Based on the current knowledge, the tear proteome is clearly different from plasma proteome with about 500–600 plasma proteins being seen in tears [Citation3]. This is striking as there are more than 8000 proteins in the plasma proteome. Due to the overlap between the tear proteome and plasma proteome, there may be opportunities to observe systemic responses in the tears. Several such examples thus far include breast cancer [Citation25], type 2 diabetes [Citation26], Alzheimer’s disease [Citation27], and rheumatoid arthritis [Citation28]. Some systemic diseases may affect the eye so that we can use ‘tears’ as a ‘window’ to assess systemic as well as ocular disease.

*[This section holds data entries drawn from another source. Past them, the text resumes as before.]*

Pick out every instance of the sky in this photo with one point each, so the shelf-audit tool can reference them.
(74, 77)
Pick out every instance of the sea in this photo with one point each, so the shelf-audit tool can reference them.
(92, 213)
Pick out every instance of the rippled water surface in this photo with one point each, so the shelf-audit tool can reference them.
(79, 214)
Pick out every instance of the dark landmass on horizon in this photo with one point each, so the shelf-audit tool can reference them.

In summary, tear ‘omics’ research over the past decade has demonstrated the future applications of tear biomarkers for patient stratification or what is now often referred to as precision medicine. Tear collection is fast, safe, and noninvasive and offers a chance to determine the local pathology close to the disease site. The relatively simple chemical composition and sample preparation procedures make tear fluid an ideal source for diagnosis and prognosis. Proteomic studies can easily be translated into antibody-based assays for clinical use. There are already some tear-based diagnosis kits available in the market (Advanced Tear Diagnostics, Birmingham AL) for use with dry eye and ocular allergies. We believe that there will be more similar tear-based products available in the future. On the other hand, with the recent multiple reaction monitoring MS technology [Citation4] and routine-use and miniaturized MS, targeted MS will be an alternative platform because of its advantages for multiplexing, higher specificity, and faster run times. Emerging ‘Omics’ technologies, such as data-independent acquisition (DIA or sequential window acquisition of all theoretical fragment ion spectra [SWATH]), are particularly useful in clinical proteomics because DIA or SWATH has higher reproducibility with much less missing data across many samples [Citation29]. Ion-mobility MS [Citation30] offers another dimension of separation based on ion mobility (related to the ‘shape’ of the molecule) in addition to m/z. This method is valuable for tear lipids because interfering isobaric species is the major challenge in lipidomics research. We look forward to a ‘tear test’ that will eventually become like a ‘blood test’ or ‘urine test’ used in eye clinics in the near future.

Declaration of interest

The authors have no relevant affiliations or financial involvement with any organization or entity with a financial interest in or financial conflict with the subject matter or materials discussed in the manuscript. This includes employment, consultancies, honoraria, stock ownership or options, expert testimony, grants or patents received or pending, or royalties.

Additional information

Funding

The authors were supported by the National Medical Research Council (NMRC), Singapore (grant CG 2013) and the SingHealth Foundation which supported the core proteomics facility.